# Math 1251 Practice T-F questions

1. The equation of the tangent line to the curve y=f(x) at the point (a,f(a)) is y-f(a)=f'(x)(x-a).

2. The derivative with respect to x of f(x)/g(x) is f'(x)/g'(x).

3. If f(0)=0, then f'(0)=0.

4. If f(x) is differentiable at x=2, then f(x) is continuous at x=2.

5. If f(x) approaches infinity as x approaches 0, then x*f(x) also approaches infinity as x approaches 0.

6. If lim_{x->2} f(x)=4, and lim_{x->3} g(x)=7, then lim_{x->5} (f(x)+g(x))=11.

7. The derivative with respect to x of \pi^6 is 6*\pi^5.

8. If f(x)->infinity, g(x)->infinity as x->infinity, then f(x)/g(x) could either ->infinity, ->0, or go to any constant as x->infinity.

9. There is no function which grows more rapidly than f(x)=e^x as x->infty.

10. If f(x) has a local minimum at x=2, then f'(2)=0.

11. If f''(x) exists and is >0 for all x, then f(x) is an increasing function of x.

12. The derivative with respect to x of x^x is x*x^{x-1}.

13. If f(1)=2, and f(3)=-3, and f(x) is continuous on [1,3], then f(a)=0 for some a in (1,3).

14. If f'(x)->0 as x->infinity, then we must also have f(x)-> a constant c as x->infinity.

15. If f(x) has a local minimum on the interval (1,2), then the absolute minimum of f(x) on [1,2] cannot occur at x=1.

16. If f(5)=2, f(7)=9, then f'(6)=7/2.

17. The best linear approximation to e^(2x) at x=0 is 1+2x.

18. If f(x) is differentiable at x=2, and f(x) has a local maximum at x=2, then f'(2)=0.

19. If f(x) is continuous on [2,4], then f(x) must have an absolute maximum on [2,4].

20. If f(x) and g(x) both have local maxima at x=2, then f(x)*g(x) also has a local maximum at x=2.

21. The 12th derivative with respect to x of any polynomial in x of degree 10 is 0.

22. If f(x)=f'(x) for all x, then we also have that f''(x)=f(x) for all x.

23. The function y=log(x) is increasing and concave downward for x>0.

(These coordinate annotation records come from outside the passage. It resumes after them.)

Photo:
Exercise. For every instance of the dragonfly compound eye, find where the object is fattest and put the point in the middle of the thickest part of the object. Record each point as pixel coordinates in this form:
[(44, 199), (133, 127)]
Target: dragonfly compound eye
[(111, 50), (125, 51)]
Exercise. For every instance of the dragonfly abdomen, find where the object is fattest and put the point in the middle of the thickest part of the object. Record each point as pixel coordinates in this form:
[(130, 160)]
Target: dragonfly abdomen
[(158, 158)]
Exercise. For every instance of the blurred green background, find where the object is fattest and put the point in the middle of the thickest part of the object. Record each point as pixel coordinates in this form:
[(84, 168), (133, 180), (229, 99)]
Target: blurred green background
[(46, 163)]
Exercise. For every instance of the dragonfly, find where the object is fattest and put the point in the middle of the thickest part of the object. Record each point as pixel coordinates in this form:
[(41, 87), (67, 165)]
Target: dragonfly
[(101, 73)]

24. If f'(0) does not exist, then lim_{x->0} f(x) does not exist.

25. The nth derivative of e^(x) is e^x.

26. The function f(x)=2-x^2 on the real line is a 1-1 function.

27. For any cubic polynomial p(x) with real coefficients there is a real number x such that p(x)=0.

28. If f(x) approaches 0 when x-> \infinity, then we must also have that f'(x) approaches 0 as x-> \infinity.

29. If f''(0)=0, then x=0 must be a point of inflection of the graph y=f(x).

30. If f(x) is a 1-1 function with domain the real numbers, then f'(0) cannot be equal to 0.

31. If p(x) is a polynomial in x, then p'(x) is a polynomial in x.

32. If f(x) is continuous on the interval [1,3], f(x)>=0, f(2)=0, then f has a local minima at x=2.

33. The nth derivative of ln(x) is 1/x^n.

34. If p(x) is a polynomial with p(2)=5=p(3), then there is some number c, 2 35. There is some function f(x) such that f(x)>0, f'(x)<0, f''(x)>0 for all x.